Publisher and writer Jonathan Galassi’s new fiction novel Muse (Knopf) is a humorous and heartfelt exploration of the world of publishing and literary arts:
From the publisher of Farrar, Straus and Giroux: a first novel, at once hilarious and tender, about the decades-long rivalry between two publishing lions, and the iconic, alluring writer who has obsessed them both. Paul Dukach is heir apparent at Purcell & Stern, one of the last independent publishing houses in New York, whose shabby offices on Union Square belie the treasures on its list. Working with his boss, the flamboyant Homer Stern, Paul learns the ins and outs of the book trade—how to work an agent over lunch; how to swim with the literary sharks at the Frankfurt Book Fair; and, most important, how to nurse the fragile egos of the dazzling, volatile authors he adores. But Paul’s deepest admiration has always been reserved for one writer: poet Ida Perkins, whose audacious verse and notorious private life have shaped America’s contemporary literary landscape, and whose longtime publisher—also her cousin and erstwhile lover—happens to be Homer’s biggest rival. And when Paul at last has the chance to meet Ida at her Venetian palazzo, she entrusts him with her greatest secret—one that will change all of their lives forever.
This month, Coffee House Press is releasing The Hope of Floating Has Carried Us This Far, an evocative new short story collection from author Quintan Ana Wikswo:
When love, lust, and longing have all but killed you, and Newtonian physics has become too painfully restrictive, is it possible to find freedom in another dimension? Have you lost the will to live, or have you lost the will to live as human? In these stories, characters must learn to live with unmarked edges and meanings that can no longer be defined.
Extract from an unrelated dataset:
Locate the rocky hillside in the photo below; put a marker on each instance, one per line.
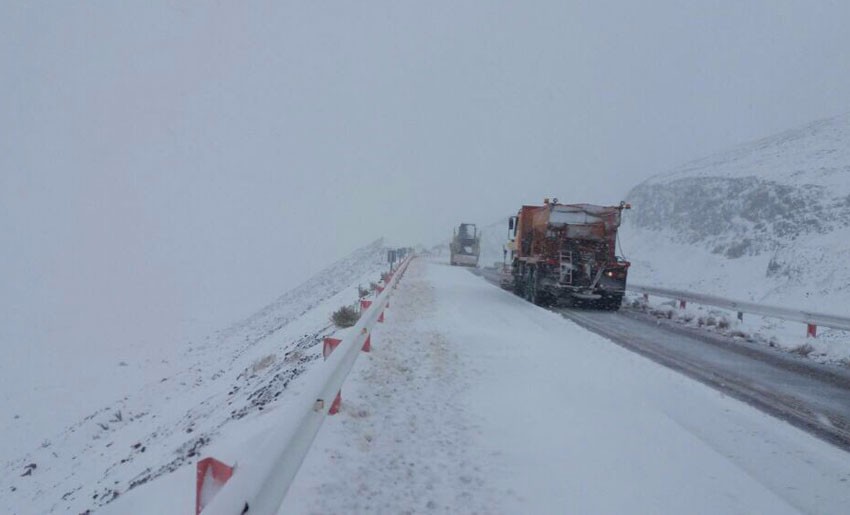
(766, 220)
In the new thriller Searching for Celia (Bold Strokes Books), author Elizabeth Ridley weaves a riveting tale of identity and betrayal:
Dayle Salvesen, a bestselling spy novelist from Wisconsin, arrives in London for a writers’ conference only to be told that her best friend and former lover, Celia Frost, has died under mysterious circumstances. Or has she? There’s no sign of Celia’s body, and Celia’s flat contains items suggesting she planned to travel.
Dayle joins forces with Celia’s ex-girlfriend, Nigerian-British university lecturer Edwina Adebayo, to investigate. Hampering their efforts is Detective Constable Andrea Callaway, who claims that Celia, who ran a refugee center, profited financially from her work rescuing trafficked sex slaves. The deeper Dayle and Edwina dig, the more Dayle questions not only how well she knew Celia, but also how well she knows herself.